M’era Luna Festival 2017 – Der Festivalbericht

We’re different, we’re the children of the dark! (MONO INC. FEAT. TILO WOLFF, JOACHIM WITT UND CHRIS HARMS – CHILDREN OF THE DARK VÖ JANUAR 2017). Unter diesem Motto fand am 12. und 13. August das 17. M’era Luna Festival auf dem Flugplatz Hildesheim Drispenstedt statt. Kein Sturm, kein Regen und auch kein Stromausfall hinderte die rund 25.000 Besucher daran, das dunkelschöne Zusammenkommen zu feiern.

Das M’era Luna Festival gehört für viele Anhänger der Schwarzen Szene bereits seit Jahren zur festen Tradition.

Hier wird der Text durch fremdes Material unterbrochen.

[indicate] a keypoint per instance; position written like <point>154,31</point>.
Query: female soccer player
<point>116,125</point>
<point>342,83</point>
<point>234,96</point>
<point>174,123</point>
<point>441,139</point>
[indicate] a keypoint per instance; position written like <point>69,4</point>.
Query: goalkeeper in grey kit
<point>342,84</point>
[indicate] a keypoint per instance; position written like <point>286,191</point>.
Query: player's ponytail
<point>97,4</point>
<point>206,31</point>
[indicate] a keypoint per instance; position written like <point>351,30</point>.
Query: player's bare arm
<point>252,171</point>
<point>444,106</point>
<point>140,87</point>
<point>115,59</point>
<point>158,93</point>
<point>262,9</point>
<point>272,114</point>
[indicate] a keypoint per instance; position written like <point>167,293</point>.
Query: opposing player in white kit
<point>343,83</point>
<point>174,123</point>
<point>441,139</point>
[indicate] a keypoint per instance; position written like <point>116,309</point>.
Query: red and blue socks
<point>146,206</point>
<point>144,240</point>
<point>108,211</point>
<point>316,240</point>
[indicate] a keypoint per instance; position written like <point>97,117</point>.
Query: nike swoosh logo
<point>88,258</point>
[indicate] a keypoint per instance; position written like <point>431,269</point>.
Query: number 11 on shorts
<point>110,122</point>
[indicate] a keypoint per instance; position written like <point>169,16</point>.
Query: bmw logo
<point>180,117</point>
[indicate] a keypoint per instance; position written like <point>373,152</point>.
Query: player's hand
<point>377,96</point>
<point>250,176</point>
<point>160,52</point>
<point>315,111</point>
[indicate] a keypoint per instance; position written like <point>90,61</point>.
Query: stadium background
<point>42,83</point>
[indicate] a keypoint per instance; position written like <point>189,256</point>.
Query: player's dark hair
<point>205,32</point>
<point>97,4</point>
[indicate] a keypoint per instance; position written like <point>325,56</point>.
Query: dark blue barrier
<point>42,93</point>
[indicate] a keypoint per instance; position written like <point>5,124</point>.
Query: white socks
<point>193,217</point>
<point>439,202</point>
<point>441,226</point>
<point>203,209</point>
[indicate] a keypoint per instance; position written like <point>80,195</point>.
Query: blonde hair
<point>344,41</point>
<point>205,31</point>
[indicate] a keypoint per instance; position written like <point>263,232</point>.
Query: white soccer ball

Das selbsternannte größte Musikfestival der Gothic-Szene bietet mit seinem ausgefallenen Rahmenprogramm jedes Jahr aufs Neue ein Erlebnis der Extraklasse für jeden, der sich nicht nur gerne schwarz kleidet, sondern auch die schwarze Seele im Herzen trägt. Neben den hochkarätigen Musikensembles und der liebevollen Atmosphäre, gehören auch die Extravaganz der Modenschau, das bunte Treiben des Mittelaltermarktes und dieses Jahr zum ersten Mal das Geheimnisvolle der Academy zum festen Bestandteil des Spektakels.

Auch wenn die Veranstalter dieses Jahr mit jeder Menge Unannehmlichkeiten zu kämpfen hatten, war die Crew stets darauf bedacht, das Festival ohne größere Katastrophen von statten gehen zu lassen. Nachdem bereits am Freitag der Starkregen die Parkplätze nahezu unbenutzbar machte, organisierte man Ersatzparkmöglichkeiten und Shuttlebusse für die Besucher. Hierzu muss man leider sagen, dass diese sehr weit vom Campinggelände entfernt waren und trotz der Busse schwer zu erreichen waren, man hatte schließlich jede Menge Gepäck zu transportieren. Die Wohnmobile ließ man sogar auf dem Rollfeld parken und ging eine Kooperation mit der Firma Bosh ein, um die fahrbaren Untersätze der Meute auf einem festem Boden unterzubringen. Für diejenigen, die am Freitag zeitig angereist sind und auf den regelmäßigen Parkflächen ihr Auto ließen, stand an den Abreisetagen ein Extra-Abschlepp-Service zur Verfügung, der mit schwerem Gerät jedes Mobil aus dem Matsch zog.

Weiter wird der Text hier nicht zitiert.